Naval History and Heritage Command

Diary of Commander Joseph K. Taussig, Commander, U.S.S. Wadsworth

Friday

Oct 5 [1917]

Queenstown.

     Received signal for commanding officers to report on board the Melville at nine thirty a.m. On arrival there found Admiral Sims, Capt. Pringle, Price, Daniels, Bryant, Wygant, Neal, M.S. Davis, Blakely, Russell, Giffen, and Knox.1 I was made senior member of a board composed of destroyer Captains present to present a plan for the forming and training of numerous crews for the numerous destroyers that are being built at home. The board sat until four p.m., stopping about ¾ of an hour for a stand up luncheon which was served in the Melville’s cabin.

     The gist of our report is that the first necessity is to maintain the destroyers actually operating in the war zone, in the highest state of efficiency. This could be done and at the same time provide nucleus crews of trained officers and men for the new destroyers, provided the Department would immediately send here ten officers of suitable rank to command destroyers, 75 lieuts (.j.g) and Ensigns, and 1500 enlisted men of various ratings which we specified. As soon as these officers and men arrived we could send to the states for each new destroyer as required - a captain, one other officer, and 25 men - mostly petty officers

     This seems to me a good practicable plan and I hope it will be adopted. It will give us who have been over here a long time a chance to go home and see our families for a couple of months - and at the same time give officers and men who want to get in the war zone a chance to do so right away.2

     Spent the evening on board ship.

Source Note: D, RNW, Joseph K. Taussig Papers, Mss. Coll. 97. Naval Historical Collection.

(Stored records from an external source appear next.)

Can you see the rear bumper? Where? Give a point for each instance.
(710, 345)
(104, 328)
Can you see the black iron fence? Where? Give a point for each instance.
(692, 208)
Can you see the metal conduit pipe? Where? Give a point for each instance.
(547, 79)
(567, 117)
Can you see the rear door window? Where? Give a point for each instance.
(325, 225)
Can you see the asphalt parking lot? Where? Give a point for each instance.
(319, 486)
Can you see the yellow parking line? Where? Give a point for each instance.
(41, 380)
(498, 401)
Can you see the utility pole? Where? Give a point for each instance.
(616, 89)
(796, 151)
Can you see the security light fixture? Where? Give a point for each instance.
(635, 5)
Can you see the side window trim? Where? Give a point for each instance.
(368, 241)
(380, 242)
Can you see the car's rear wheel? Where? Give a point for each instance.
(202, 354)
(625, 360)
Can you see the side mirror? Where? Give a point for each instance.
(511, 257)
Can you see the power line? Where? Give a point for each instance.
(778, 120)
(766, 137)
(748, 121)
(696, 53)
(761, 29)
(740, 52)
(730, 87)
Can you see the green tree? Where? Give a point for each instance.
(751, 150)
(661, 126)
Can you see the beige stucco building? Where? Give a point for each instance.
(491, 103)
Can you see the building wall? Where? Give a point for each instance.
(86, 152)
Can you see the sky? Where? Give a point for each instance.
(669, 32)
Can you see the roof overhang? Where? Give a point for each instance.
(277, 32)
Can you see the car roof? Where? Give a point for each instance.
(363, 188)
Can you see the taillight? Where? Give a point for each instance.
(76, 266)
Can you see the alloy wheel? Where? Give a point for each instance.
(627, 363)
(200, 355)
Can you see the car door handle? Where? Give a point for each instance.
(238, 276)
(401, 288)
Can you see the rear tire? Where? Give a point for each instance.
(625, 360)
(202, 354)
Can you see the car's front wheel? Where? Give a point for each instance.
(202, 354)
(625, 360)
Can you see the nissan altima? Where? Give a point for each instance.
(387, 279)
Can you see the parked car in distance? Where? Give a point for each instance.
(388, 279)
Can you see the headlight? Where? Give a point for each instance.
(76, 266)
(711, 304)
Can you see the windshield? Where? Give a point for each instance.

Footnote 1: VAdm William S. Sims , Commander, United States Naval Forces Operating in European Waters; Capt. Joel R. Poinsett Pringle , Commander, Destroyer Flotilla, Queenstown; Capt. Henry B. Price, commander, U.S.S. Dixie; Cmdr. Joseph F. Daniels, Sims’ liaison with the destroyer flotilla; Cmdr. Samuel W. Bryant , commander, U.S.S. Allen; Lt. Cmdr. Benyaurd B. Wygant, Commander, U.S.S. Tucker; Lt. Cmdr. George F. Neal , commander, U.S.S. Cummings; Lt. Cmdr. Milton S. Davis , commander, U.S.S. Shaw; Lt. Cmdr. Charles A. Blakely , commander, U.S.S. O’Brien; Lt. Cmdr. Charles F. Russell , commander, U.S.S. Walke; Lt. Cmdr. Robert C. Giffen , commander, U.S.S. Trippe; Lt. Cmdr. Forney M. Knox, commander, U.S.S. Perkins.

Footnote 2: According to historian William N. Still, the proposals outlined by this board set a pattern that the U.S. Navy would also follow in World War II. Shortly after this entry, three commanding officers, three junior officers, and seventy-five men sailed for the States as the nucleus of crews for three new destroyers. Taussig, Queenstown Patrol, 205n. Taussig later wrote that by war’s end there was hardly an officer or man remaining from the original companies of the Queenstown destroyers. Taussig, "Destroyer Experiences,” February 1923, 246-7.